On se laisse parfois distancer par la réalité. Puis d’un seul coup, celle-ci nous rattrape et nous laisse savoir qu’on en a perdu un bout. Ça m’est arrivé aujourd’hui.

Je demeure dans la partie de la ville de Québec qu’on appelle La Cité, autrement dit, la Haute-ville. Et autrement dit aussi, dans le quartier le plus aisé de la ville. Naturellement, les nouveaux venus de tous les coins de la planète ne s’y installent pas d’emblée. À l’exception de la communauté française. J’en ai déjà parlé. De là à radoter que Québec est blanche mur à mur par opposition à Montréal… Blanche et conservatrice à outrance. 

Ce matin, j’écoulais mes surplus de livres et de gadgets électroniques au Marché aux puces de l’arrondissement de Sainte-Foy. J’ai déjà vécu dans ce coin de la ville mais je n’ai pas eu l’occasion d’y retourner souvent depuis une quinzaine d’année.
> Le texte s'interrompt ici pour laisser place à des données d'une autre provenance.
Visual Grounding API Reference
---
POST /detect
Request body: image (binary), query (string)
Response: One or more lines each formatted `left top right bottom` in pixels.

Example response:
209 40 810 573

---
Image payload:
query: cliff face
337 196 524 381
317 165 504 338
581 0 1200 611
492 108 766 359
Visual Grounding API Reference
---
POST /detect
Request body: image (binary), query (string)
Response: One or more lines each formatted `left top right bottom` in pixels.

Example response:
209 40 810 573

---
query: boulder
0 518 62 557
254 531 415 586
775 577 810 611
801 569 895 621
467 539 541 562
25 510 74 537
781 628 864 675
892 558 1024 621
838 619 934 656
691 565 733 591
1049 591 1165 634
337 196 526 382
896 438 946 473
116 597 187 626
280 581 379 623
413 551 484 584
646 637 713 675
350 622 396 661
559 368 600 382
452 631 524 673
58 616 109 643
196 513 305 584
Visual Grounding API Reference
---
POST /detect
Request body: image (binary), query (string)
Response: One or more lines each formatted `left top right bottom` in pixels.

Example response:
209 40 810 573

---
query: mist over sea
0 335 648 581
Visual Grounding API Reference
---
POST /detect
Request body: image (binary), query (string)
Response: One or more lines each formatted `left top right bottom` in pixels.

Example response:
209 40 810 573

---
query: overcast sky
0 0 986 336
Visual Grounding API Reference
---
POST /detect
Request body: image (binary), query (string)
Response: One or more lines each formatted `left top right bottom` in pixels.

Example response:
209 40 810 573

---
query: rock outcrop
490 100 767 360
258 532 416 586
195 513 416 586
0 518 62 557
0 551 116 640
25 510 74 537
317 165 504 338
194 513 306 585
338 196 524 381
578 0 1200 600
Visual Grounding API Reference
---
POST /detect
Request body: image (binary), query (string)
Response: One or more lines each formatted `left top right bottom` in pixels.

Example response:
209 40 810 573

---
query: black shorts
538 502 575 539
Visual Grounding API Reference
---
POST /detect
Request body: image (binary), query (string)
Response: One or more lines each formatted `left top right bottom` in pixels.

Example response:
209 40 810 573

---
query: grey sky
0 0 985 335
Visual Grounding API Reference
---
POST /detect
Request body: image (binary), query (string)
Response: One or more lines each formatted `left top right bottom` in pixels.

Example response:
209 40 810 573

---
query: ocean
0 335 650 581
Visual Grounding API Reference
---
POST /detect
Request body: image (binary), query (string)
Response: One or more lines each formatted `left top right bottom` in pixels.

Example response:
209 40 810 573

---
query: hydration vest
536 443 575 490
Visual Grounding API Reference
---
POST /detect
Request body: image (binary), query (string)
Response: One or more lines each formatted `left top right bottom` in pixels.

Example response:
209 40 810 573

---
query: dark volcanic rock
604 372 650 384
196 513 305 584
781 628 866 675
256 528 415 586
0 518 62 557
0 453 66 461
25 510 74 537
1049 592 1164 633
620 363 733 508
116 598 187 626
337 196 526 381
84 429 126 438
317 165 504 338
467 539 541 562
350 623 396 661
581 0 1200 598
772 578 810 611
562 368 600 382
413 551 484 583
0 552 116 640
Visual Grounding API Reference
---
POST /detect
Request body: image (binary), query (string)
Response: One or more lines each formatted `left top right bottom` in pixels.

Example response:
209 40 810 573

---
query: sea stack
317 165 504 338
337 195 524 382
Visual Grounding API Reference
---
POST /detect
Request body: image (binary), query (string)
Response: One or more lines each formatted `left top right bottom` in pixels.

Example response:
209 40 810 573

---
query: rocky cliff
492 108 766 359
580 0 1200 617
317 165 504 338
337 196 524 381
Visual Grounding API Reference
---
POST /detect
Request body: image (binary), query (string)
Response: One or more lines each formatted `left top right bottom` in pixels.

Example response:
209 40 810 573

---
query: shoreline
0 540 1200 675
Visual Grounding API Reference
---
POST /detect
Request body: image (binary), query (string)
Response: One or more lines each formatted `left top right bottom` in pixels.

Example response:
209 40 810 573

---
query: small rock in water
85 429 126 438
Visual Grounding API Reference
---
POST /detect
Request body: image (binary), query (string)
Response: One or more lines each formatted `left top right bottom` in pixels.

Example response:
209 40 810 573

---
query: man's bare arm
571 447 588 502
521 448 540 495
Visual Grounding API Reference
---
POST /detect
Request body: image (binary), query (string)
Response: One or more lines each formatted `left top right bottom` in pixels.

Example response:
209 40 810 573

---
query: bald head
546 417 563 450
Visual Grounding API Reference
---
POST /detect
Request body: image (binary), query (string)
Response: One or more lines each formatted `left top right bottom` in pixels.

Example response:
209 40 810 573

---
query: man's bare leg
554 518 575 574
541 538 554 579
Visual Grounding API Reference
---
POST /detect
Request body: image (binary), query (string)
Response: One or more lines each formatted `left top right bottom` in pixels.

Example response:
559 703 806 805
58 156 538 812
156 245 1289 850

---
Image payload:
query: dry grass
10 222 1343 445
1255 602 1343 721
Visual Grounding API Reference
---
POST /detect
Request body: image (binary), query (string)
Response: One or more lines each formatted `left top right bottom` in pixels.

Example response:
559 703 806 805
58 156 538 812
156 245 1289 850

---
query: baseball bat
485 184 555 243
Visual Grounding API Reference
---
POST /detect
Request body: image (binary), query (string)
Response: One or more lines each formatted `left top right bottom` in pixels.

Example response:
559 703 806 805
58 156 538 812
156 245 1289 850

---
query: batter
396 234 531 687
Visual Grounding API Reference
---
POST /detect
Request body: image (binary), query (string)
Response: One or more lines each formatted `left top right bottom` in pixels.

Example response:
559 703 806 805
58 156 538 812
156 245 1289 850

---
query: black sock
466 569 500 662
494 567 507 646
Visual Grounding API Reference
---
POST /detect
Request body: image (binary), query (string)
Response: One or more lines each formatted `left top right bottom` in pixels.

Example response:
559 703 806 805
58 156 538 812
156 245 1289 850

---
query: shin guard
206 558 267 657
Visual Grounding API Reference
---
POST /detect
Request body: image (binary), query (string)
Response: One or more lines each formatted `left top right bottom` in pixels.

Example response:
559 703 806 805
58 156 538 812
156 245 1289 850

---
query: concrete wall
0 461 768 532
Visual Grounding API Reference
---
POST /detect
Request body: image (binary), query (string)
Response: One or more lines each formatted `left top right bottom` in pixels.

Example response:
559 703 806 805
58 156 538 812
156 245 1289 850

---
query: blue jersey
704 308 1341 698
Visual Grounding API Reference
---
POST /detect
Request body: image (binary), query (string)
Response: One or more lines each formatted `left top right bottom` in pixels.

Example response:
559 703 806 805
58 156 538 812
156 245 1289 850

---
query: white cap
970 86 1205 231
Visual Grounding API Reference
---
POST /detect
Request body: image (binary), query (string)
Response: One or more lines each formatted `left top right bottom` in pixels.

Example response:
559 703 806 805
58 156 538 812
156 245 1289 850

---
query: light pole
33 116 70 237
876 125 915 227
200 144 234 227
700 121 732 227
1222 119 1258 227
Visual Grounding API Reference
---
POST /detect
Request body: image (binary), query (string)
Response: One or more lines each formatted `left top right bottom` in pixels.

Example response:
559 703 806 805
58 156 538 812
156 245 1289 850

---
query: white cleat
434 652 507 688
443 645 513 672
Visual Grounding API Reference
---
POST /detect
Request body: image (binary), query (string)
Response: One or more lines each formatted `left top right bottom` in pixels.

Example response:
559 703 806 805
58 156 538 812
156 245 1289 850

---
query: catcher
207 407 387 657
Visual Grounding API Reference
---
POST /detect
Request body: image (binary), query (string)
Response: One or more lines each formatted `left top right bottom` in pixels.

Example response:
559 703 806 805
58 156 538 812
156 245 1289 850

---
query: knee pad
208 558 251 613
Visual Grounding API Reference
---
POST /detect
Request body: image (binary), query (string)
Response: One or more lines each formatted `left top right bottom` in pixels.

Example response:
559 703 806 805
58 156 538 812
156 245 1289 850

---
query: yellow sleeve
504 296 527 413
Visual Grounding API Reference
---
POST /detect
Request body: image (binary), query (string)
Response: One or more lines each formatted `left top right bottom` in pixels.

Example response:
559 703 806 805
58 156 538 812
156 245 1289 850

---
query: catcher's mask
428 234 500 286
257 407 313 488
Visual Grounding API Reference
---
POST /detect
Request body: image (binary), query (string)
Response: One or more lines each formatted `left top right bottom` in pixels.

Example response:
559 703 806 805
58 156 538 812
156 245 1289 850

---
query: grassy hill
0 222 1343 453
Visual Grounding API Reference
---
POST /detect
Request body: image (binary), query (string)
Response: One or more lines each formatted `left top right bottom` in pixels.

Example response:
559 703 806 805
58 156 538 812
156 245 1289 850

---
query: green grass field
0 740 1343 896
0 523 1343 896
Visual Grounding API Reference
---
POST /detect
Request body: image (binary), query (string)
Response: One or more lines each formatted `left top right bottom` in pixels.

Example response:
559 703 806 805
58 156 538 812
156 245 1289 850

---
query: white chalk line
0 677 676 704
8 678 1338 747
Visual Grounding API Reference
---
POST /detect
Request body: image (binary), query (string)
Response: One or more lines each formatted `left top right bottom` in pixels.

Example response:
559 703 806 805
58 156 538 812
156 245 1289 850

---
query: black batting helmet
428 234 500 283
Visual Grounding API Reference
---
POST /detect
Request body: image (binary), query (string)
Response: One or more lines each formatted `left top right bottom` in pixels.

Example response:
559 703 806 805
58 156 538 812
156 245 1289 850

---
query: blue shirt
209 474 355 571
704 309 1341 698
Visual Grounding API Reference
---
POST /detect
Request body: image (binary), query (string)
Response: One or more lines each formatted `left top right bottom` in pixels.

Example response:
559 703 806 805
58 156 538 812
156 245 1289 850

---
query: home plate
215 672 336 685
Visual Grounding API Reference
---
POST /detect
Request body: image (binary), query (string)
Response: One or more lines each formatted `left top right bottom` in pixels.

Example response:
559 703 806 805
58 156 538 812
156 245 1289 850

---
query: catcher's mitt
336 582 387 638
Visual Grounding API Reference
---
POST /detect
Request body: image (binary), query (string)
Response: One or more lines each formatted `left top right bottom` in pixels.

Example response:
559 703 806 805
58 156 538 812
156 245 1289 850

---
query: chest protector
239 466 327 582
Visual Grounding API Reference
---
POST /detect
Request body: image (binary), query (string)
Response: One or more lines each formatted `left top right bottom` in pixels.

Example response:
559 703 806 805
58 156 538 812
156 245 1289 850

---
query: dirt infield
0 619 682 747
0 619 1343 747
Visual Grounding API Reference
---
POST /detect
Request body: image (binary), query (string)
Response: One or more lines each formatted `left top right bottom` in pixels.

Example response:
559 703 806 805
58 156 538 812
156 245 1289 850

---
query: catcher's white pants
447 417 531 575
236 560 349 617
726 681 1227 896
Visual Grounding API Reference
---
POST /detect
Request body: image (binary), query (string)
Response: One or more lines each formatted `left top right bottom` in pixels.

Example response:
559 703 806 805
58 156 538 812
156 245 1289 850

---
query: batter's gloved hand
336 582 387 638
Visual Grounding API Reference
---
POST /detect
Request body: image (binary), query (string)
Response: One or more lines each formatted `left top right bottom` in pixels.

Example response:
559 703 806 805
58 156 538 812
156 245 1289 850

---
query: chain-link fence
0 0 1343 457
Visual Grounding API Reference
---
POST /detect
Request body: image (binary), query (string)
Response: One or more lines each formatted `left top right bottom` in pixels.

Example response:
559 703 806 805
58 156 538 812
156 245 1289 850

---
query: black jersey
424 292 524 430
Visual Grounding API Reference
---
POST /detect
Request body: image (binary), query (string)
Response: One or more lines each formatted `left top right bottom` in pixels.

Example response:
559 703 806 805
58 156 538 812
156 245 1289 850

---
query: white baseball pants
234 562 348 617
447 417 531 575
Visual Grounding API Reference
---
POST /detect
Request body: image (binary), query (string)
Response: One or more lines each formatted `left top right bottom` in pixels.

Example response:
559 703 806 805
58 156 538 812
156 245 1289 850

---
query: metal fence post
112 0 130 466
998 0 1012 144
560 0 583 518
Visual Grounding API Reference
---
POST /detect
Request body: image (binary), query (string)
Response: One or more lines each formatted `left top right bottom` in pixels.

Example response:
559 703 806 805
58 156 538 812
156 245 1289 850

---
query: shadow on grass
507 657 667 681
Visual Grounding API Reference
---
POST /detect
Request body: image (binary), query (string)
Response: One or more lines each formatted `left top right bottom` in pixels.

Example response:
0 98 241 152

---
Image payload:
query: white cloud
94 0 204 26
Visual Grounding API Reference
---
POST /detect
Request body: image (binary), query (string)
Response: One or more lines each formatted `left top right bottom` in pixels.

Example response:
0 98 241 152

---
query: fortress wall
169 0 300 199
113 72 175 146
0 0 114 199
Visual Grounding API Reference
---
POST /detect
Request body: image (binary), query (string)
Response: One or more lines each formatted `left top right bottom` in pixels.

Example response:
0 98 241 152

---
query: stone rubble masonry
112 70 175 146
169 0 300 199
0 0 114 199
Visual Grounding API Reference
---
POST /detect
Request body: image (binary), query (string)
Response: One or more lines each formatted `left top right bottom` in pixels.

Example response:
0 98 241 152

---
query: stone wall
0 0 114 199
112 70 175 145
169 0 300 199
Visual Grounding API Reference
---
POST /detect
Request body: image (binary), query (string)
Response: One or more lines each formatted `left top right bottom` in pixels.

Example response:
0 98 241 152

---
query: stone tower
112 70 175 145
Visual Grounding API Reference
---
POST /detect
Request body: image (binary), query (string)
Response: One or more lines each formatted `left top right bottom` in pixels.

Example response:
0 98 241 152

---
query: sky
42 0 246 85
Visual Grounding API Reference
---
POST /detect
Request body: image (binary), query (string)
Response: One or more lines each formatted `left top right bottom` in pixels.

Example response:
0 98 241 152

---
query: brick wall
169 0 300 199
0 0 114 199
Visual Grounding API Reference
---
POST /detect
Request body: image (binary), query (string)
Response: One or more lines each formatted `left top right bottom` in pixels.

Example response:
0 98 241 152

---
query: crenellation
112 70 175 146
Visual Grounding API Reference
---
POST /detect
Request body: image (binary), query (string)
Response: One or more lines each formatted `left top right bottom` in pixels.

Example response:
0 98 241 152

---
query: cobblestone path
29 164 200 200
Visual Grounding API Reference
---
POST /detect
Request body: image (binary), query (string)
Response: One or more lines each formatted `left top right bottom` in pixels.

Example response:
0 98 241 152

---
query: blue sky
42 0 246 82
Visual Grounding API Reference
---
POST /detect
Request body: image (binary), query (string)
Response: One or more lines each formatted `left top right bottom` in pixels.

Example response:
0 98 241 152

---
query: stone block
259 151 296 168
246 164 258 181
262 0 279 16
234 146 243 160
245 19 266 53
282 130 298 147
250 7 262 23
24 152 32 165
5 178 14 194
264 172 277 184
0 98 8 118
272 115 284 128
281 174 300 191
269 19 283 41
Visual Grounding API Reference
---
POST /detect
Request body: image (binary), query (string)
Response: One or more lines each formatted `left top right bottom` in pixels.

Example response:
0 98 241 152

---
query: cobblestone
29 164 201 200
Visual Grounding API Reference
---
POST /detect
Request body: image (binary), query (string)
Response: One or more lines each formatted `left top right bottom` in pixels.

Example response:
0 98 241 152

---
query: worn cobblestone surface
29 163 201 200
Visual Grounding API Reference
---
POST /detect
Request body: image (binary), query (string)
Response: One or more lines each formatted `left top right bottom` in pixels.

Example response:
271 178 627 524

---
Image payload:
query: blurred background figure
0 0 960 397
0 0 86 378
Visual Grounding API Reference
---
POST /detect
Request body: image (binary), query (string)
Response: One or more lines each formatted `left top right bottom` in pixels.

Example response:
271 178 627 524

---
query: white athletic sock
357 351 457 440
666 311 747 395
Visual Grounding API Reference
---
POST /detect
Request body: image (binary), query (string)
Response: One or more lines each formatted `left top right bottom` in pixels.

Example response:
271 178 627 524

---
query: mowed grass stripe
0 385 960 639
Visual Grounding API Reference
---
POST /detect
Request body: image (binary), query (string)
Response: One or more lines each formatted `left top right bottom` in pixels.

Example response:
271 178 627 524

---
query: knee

Et ce fut la révélation. Je n’en croyais pas mes yeux. Ça y parlait Chinois, arabe, russe, espagnol et quoi encore. Ou un français fortement accentué. Et ça me faisait plaisir. Ma petite ville bourgeoise n’était peut-être pas aussi repliée sur elle-même qu’on le dit. Je sais qu’il y a aussi une importante communauté tibétaine qui grossit en Basse-ville. Ça me donne espoir dans notre capacité de participer à l’essentielle solidarité humaine, au partage d’une terre de paix et d’espoir.

De mon grand pays solitaire / Je crie avant que de ma taire / À tous les hommes de la terre / Ma maison c’est votre maison / Entre mes quatre murs de glace / Je mets mon temps et mon espace / À préparer le feu, la place / Pour les humains de l’horizon / Et les humains sont de ma race, chantait Vigneault. 

Ce que j’ai vu aujourd’hui, c’est plein de couleurs dans notre maison.